Andres Albaladejo noticed a twitch in his left arm in April 2023 but did not think it was anything sinister
A 41 year old man was left reeling after a “bizarre” twitch in his arm led to a devastating diagnosis of amyotrophic lateral sclerosis (ALS), giving him a mere two years to live. Andres and his wife Carmen, 39, initially dismissed the twitch that appeared in April 2023 as nothing serious.
However, despite a chiropractor suggesting it was just a trapped nerve, the persistent weakness in Andres’ arm prompted a visit to a neurologist. After undergoing three electromyography tests to assess muscle electrical activity, he was referred to an ALS clinic in October 2023.
The clinic delivered the shattering news that Andres had ALS, a disease that progressively destroys nerve cells in the brain and spinal cord, and estimated he had two to three years left. In a bid to combat the illness, Andres tried stem cell therapy in September 2024, which temporarily helped but has since lost its effect.
Now, Carmen is focused on creating lasting memories with Andres and their 11 year old daughter, Sophia. Andres, who previously worked as a school resource officer in Tampa, Florida, expressed his heartbreak: “I was heartbroken when I heard the news, like my life was being taken from me piece by piece – I still have so much of me to give.”
A heartbroken dad has spoken out about the agony of being diagnosed with a terminal illness, admitting the hardest part is knowing he won’t see his little girl grow up.
Andres said: “I’m angry that I won’t be here to see my little girl grow into the smart, kind, and beautiful woman I know she will be. I think that hurts the most. Instead, she has to watch me fall apart in front of her eyes.
“I just hope that throughout all of this, my daughter still sees me as her hero, as I face this disease with determination and strength.”
The first sign that something was wrong came in April 2023, when Andres’ wife Carmen noticed his left arm was twitching. Initially, they thought it was just a pinched nerve, but as time went on, Andres started to experience weakness in his arm.
Carmen, a senior accountant, recalled: “I noticed the twitching in his left arm and asked what was going on. It was bizarre. I asked if he could feel it, if he was doing anything to make it twitch, but he said no.”
The couple visited a chiropractor in June 2023, who took an x-ray that showed some nerve compression.
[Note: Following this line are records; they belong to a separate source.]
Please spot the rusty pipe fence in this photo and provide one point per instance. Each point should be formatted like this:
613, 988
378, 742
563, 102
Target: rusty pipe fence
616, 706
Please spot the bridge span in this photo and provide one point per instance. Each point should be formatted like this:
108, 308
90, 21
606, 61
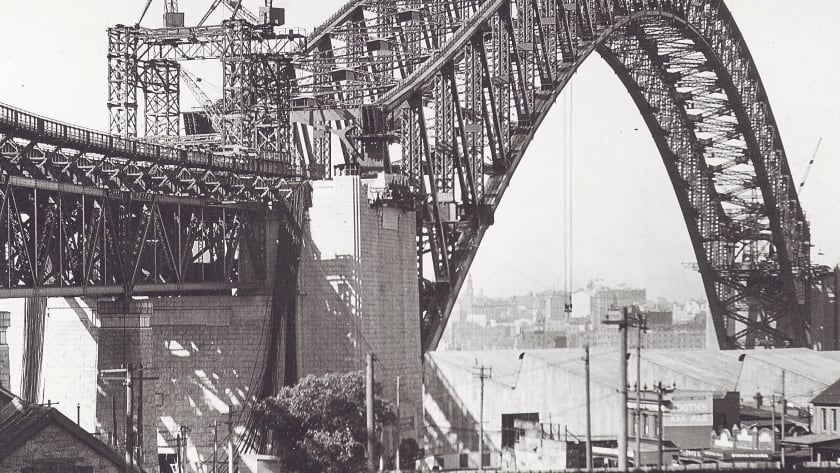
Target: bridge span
343, 183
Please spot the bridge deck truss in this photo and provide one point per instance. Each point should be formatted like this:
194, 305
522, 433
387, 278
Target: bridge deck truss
455, 98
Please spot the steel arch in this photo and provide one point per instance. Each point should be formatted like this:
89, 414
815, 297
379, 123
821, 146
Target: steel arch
465, 116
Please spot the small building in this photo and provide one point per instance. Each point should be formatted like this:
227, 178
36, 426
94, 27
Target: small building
39, 439
823, 443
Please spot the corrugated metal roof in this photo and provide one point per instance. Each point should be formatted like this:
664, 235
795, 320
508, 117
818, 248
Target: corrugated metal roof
20, 421
831, 395
703, 369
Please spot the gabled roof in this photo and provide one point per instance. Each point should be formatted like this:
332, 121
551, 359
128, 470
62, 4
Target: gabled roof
831, 395
21, 421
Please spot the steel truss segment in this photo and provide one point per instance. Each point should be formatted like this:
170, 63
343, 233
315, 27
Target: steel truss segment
687, 68
65, 239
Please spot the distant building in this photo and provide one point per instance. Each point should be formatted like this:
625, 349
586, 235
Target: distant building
665, 339
39, 439
659, 319
823, 443
5, 365
547, 386
604, 299
541, 339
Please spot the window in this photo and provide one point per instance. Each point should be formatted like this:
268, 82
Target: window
510, 432
824, 413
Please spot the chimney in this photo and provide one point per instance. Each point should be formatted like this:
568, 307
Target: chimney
5, 364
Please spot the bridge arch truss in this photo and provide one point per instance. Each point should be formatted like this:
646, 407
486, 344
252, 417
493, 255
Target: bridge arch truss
450, 93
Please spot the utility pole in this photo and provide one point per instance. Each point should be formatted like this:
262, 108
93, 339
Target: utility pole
182, 453
588, 410
129, 428
622, 320
641, 324
784, 408
482, 373
140, 445
399, 427
660, 450
369, 408
660, 392
230, 440
124, 374
773, 419
215, 443
178, 452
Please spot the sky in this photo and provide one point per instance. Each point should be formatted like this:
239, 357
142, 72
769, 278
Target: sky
627, 227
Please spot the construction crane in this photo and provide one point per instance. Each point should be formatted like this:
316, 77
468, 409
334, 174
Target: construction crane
236, 8
808, 169
209, 107
172, 17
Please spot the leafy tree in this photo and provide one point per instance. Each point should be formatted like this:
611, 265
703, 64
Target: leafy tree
319, 424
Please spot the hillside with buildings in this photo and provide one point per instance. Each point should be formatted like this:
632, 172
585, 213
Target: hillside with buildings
560, 319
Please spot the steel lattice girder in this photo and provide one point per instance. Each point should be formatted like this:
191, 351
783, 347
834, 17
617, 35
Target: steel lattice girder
686, 66
70, 240
33, 146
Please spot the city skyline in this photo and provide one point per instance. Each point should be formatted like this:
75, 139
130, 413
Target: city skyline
626, 226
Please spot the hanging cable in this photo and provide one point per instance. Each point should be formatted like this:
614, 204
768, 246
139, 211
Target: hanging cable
570, 223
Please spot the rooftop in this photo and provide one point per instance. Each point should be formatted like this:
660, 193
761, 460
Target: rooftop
21, 421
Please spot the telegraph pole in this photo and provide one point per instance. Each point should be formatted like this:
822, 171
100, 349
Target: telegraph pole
588, 410
215, 444
482, 373
230, 439
124, 374
660, 392
369, 407
640, 325
621, 319
784, 408
399, 427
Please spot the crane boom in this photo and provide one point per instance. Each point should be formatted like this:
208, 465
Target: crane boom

However, despite treatment, the arm weakness persisted, and Andres was referred to a neurologist.
Carmen said: “At the time, the doctors said they were going to schedule him for a disc replacement surgery for the disc that was compressing his nerve.
“But before they went ahead and did that, they did three EMGs with the neurologist becoming more concerned each time as the twitching was traveling to his chest.”
Andres was subsequently moved to an ALS clinic, where he was diagnosed with ALS – the same condition that Stephen Hawking had – after a strength test. He was given a prognosis of two to five years.
The diagnosis left Andres and Carmen in shock and confusion, leading them to seek a second opinion, which confirmed the ALS diagnosis.
Carmen said: “From having a pinched nerve to being diagnosed with a terminal disease eight months later – we were in shock and denial. It was devastating, you can never imagine it happening to you or a loved one.
“In eight months, our lives completely changed. We thought it was nerve compression, and now Andres has a terminal illness with a prognosis of two to five years. It is a lot to hear in one appointment.”
At present, Andres is on an ALS medication to slow down the progression of the disease. In September 2024, friends, family and strangers rallied together to raise $26,235 (£19,365) for stem cell therapy in the Cayman Islands in an attempt to slow down or reverse the progression of the disease.
Currently, there are no Food and Drug Administration-approved stem cell therapies for ALS available in the US, but several trials are underway to investigate the safety and efficacy of using stem cells to potentially slow or halt the progression.
Carmen stated that the treatment worked, but the effects have now worn off, and they can’t afford another round of treatment. She said: “We are facing the disease head-on and dealing with it every day.
“At this point, we are getting our affairs in order, as we can not see any promising treatments we can afford. We are trying to stay strong and make the best out of our situation.”
Carmen recently purchased a special book for their daughter, Sofia, to work on with Andres, creating lasting memories. Carmen explained: “It is called ‘about my father’ a book that she will put together.
“She will get to ask him questions about his childhood, and get to know him from a different perspective. It allows her to have something that she could treasure forever.”